Правда, лихо! Хотя привычка за личные обиды квитаться со страной характерна как раз для российских либералов, а не патриотов. Но статья Арбитмана стала своего рода сигналом, после нее мое имя почти на десять лет исчезло со страниц «Литературной газеты», до самого моего прихода туда в 2001 году главным редактором. Информацию обо мне вычеркнули из переизданий словарей, справочников и учебников, а ведь мои ранние повести входили в школьную программу, по ним писались сочинения в школе. Однажды на вечеринке я танцевал с молодой дамой и, как говорится, начал подбивать клинья. Вдруг она улыбнулась:
– Близость, не оплаченная любовью, лишь отдаляет мужчину и женщину друг от друга!
– Хм, вы читали «Работу над ошибками»? – спросил я, узнав цитату из своей повести.
– Читала? Я писала по ней выпускное сочинение. У вас такая смешная фотография была в журнале! И я думала, вы моложе…
Клинья пришлось срочно извлечь и отнести домой.
Кстати, тот давний «херем» остался в силе до сих пор, в 2014 году в своем «Путеводителе по российской литературе» все тот же неуморимый Арбитман включил моего «Гипсового трубача» в число романов, которые вообще не следует читать. Собственно, в этом и заключается либеральная цензура: не надо запрещать, надо вытеснить автора из поля читательского внимания. Но ведь это, в сущности, мало чем отличается от цензуры. Даже еще хуже: запретный плод сладок, к нему тянутся вопреки, а плод, заранее объявленный несъедобным, просто не возьмут в руки с книжного прилавка. Виртуозы!
6. Раздавить гадину
Пока «Демгородок» читали и обсуждали, грянул «черный октябрь». Поздно вечером 2-го мы возвращались с дачи в Москву. Всюду стояли омоновцы и бронетехника. Казалось, столица оккупирована. Из приемника визжали о коричневой угрозе и необходимости раздавить гадину. Видные деятели культуры призывали граждан сохранять спокойствие и верность президенту На Беговой улице у самого поворота на Хорошевское шоссе нас остановили ребята в касках и бронежилетах, не то калмыки, не то башкиры. В Москву нарочно стянули части из регионов, где плохо понимали, что происходит в центре страны. К тому же силовики были одной из немногих категорий трудящихся, которым не задерживали зарплату. Омоновцы потребовали выключить мотор, выйти, открыть багажник и предъявить паспорт. Я ответил: сдох аккумулятор, и снова машина не заведется. Они наставили на меня автоматы, сурово повторив требование.

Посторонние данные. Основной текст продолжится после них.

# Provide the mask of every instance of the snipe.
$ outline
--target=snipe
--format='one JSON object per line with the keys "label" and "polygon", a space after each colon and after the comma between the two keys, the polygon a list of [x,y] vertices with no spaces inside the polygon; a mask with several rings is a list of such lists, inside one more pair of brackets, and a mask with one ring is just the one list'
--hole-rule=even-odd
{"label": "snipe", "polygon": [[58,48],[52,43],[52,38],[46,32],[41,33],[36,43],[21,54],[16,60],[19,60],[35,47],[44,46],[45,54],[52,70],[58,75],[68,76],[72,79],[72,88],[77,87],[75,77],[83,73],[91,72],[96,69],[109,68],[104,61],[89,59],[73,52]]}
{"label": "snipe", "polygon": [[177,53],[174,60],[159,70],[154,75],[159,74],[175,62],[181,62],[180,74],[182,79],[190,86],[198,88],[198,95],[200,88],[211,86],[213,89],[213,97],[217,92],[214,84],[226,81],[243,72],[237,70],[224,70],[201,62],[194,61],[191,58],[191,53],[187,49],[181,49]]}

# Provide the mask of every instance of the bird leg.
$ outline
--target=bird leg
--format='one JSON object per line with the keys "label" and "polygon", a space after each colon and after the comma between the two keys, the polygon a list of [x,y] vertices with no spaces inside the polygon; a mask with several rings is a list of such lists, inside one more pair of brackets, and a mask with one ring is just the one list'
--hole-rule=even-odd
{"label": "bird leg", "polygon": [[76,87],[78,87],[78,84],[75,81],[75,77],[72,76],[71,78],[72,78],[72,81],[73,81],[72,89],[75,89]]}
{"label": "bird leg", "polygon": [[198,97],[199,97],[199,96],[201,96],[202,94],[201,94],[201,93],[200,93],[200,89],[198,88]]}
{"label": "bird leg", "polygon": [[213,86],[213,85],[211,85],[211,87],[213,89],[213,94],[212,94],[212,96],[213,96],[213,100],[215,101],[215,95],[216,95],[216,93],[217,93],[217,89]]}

Моя дочь Алина, ей было тогда 13 лет, испугалась. Жена Наталья пыталась крикливо вмешаться, но я успокоил обеих и заглушил мотор. Проверив и убедившись, что я в отличие от них прописан в Москве, а в багажнике у меня, кроме скудных даров огорода, ничего нет, парни отпустили нас с миром, даже любезно оттолкали заглохшую машину к бензоколонке, где мы ее и оставили, уйдя домой пешком.
Утром, забрав с вынужденной стоянки свой «Москвич» (как ни странно, целехонький), я ринулся в гущу событий. Прошляпив переворот 1991-го в Коктебеле, я не хотел пропустить происходящее на Краснопресненской набережной. Весь следующий день я провел у Белого дома.